By Andrew Lopez
After releasing their least acclaimed and most scrutinized album, “First Impressions of Earth” in 2006, members of The Strokes decided to take a long break from one another. During their time apart, lead singer Julian Casablancas and guitarist, Albert Hammond Jr. both released solo albums as it looked like the Strokes might fall by the wayside. With their newest release, “Angles,” it seems as though a little time off might have been exactly what was needed.
According to an interview with Pitchfork though, the process of making the album was less than organized or unified. Casablancas, reportedly tired of being the creative decision maker, and distanced himself from the band by sending in his vocals electronically and communicating with the band largely by email. Valensi, also a guitar player for the band, described the process as “awful.” Nevertheless, any strain exhibited in making “Angles” isn’t obvious when listening to the album.
Right out of the gates, “Machu Pichu” opens with classic Strokes guitar picking, pairing it with a new wave groove that is new to the band’s sound. A few things are clearly different from past albums almost immediately: Casablancas’ vocal range has expanded, experimentation with layering guitars adds depth to songs and there is a definite feel of collaboration not previously felt before. The opening track is filled with fuzzy guitar riffing and an ever so subtle addition of hand percussion mixed low in the background. The Strokes seem reinvigorated, with new ideas ready to share with listeners.
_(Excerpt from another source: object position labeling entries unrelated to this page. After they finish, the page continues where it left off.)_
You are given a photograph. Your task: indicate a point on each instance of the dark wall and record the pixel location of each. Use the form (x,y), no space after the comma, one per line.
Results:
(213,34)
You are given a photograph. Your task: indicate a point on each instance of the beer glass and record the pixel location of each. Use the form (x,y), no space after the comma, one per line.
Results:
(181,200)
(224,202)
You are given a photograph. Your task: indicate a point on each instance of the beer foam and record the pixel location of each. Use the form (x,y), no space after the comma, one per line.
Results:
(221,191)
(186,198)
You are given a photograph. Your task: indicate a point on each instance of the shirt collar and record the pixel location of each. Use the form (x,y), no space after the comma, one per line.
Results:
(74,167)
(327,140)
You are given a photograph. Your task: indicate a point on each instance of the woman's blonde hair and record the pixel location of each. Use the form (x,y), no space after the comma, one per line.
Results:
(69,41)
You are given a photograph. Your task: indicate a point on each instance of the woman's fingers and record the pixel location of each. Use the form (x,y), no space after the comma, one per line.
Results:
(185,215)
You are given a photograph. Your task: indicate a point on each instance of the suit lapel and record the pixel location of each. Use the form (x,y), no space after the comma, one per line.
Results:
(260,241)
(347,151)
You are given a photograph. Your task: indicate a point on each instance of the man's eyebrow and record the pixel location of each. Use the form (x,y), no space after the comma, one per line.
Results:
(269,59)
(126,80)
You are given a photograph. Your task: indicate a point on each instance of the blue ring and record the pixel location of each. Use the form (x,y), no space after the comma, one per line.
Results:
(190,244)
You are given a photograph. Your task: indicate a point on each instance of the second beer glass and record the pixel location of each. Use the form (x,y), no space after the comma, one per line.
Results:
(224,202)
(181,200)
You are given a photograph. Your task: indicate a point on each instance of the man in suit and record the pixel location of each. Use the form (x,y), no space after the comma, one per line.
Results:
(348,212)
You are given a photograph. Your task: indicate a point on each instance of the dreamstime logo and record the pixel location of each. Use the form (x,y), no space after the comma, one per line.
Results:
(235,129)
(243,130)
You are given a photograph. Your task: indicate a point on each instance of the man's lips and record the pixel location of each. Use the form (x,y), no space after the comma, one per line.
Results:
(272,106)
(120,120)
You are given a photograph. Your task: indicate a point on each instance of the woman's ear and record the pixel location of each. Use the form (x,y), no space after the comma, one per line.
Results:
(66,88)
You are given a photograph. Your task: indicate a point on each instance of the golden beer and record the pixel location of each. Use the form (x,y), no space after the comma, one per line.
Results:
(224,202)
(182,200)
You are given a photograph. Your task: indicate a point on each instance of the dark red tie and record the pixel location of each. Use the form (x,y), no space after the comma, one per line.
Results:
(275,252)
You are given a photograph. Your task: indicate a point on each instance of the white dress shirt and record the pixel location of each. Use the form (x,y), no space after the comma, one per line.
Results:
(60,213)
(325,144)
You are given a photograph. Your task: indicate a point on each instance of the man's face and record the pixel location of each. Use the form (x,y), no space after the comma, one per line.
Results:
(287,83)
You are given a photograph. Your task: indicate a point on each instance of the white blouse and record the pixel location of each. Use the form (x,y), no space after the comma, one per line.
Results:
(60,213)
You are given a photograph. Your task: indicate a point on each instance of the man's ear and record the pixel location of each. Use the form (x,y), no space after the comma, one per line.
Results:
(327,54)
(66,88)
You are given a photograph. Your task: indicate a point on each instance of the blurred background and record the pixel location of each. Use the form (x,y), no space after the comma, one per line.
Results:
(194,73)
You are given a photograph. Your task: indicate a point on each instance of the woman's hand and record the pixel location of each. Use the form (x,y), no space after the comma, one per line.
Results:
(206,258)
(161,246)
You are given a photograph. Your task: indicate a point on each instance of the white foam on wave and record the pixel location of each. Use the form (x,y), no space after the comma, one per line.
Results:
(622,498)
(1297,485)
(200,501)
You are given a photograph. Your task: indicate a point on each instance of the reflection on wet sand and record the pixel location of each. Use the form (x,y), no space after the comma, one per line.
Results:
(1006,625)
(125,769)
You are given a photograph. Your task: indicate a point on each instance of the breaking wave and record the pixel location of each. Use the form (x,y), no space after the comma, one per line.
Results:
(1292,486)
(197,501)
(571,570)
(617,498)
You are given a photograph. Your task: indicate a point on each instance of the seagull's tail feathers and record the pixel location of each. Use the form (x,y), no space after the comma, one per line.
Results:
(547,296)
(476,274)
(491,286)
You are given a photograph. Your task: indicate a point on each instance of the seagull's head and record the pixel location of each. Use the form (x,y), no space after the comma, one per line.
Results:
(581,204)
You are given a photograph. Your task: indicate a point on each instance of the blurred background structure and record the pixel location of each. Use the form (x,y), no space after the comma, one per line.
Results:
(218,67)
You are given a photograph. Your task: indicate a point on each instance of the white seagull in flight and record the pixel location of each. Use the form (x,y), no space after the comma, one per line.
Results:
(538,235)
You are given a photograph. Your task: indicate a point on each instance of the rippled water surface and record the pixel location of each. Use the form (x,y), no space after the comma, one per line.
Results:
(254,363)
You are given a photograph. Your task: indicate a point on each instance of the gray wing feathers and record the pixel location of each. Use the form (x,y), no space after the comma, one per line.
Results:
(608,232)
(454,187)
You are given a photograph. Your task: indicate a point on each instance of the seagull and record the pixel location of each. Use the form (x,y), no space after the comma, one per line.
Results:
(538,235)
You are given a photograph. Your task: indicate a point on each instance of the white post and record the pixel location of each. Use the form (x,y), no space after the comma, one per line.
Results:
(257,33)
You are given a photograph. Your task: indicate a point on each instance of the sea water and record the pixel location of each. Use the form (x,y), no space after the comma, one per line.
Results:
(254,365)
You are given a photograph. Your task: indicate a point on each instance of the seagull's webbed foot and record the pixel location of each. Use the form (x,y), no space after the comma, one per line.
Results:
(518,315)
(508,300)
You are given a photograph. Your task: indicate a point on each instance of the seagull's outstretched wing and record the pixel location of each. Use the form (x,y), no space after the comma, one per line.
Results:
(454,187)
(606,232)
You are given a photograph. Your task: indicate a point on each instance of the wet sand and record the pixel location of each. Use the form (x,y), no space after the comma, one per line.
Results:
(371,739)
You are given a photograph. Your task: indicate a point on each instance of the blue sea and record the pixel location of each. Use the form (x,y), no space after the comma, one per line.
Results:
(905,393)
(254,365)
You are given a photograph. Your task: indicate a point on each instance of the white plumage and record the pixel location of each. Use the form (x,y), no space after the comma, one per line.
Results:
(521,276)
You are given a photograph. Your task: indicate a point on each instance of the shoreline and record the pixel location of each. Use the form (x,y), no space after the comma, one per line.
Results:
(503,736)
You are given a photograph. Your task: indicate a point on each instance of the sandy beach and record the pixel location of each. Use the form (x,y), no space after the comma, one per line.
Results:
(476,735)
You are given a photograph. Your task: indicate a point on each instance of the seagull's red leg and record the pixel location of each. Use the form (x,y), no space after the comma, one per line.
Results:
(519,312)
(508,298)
The album’s first single, “Under Cover of Darkness,” is more reminiscent of jingly, ‘60s style pop music as a coating of guitars call and respond to one another, intricately weaving to create undeniably catchy, seemingly effortless verses and chorus. The bridge features a clean, precise, standard guitar solo reminiscent of their first two classic albums, “Is This It” and “Room on Fire.” It’s an excellent choice for their first single in five years.
“Games,” the album’s sixth track slows the pace down considerably, reducing the energy to moody, guitar-led balladry. Casablancas uses this platform to show off the versatility in his voice, offering up a much broader range than ever before heard on a Strokes album. The drawback of this new discovery is of course the absence of challenging guitar work that makes it possible to focus solely on vocals. The song interests, but doesn’t excite like The Strokes are normally capable of doing.
For those hoping The Strokes would make a drastic change (which probably wasn’t many), they will have to look elsewhere. For fans hoping to see the band return to the sound established on their first two albums before misfiring with “First Impressions,” there will be signs of encouragement as “Angles” sounds more like it should be their third album and not their fourth.
It’s clear still that after years apart and tension in learning how to collaborate with each other, if The Strokes can figure things out, they’ll produce an even better album than “Angles.”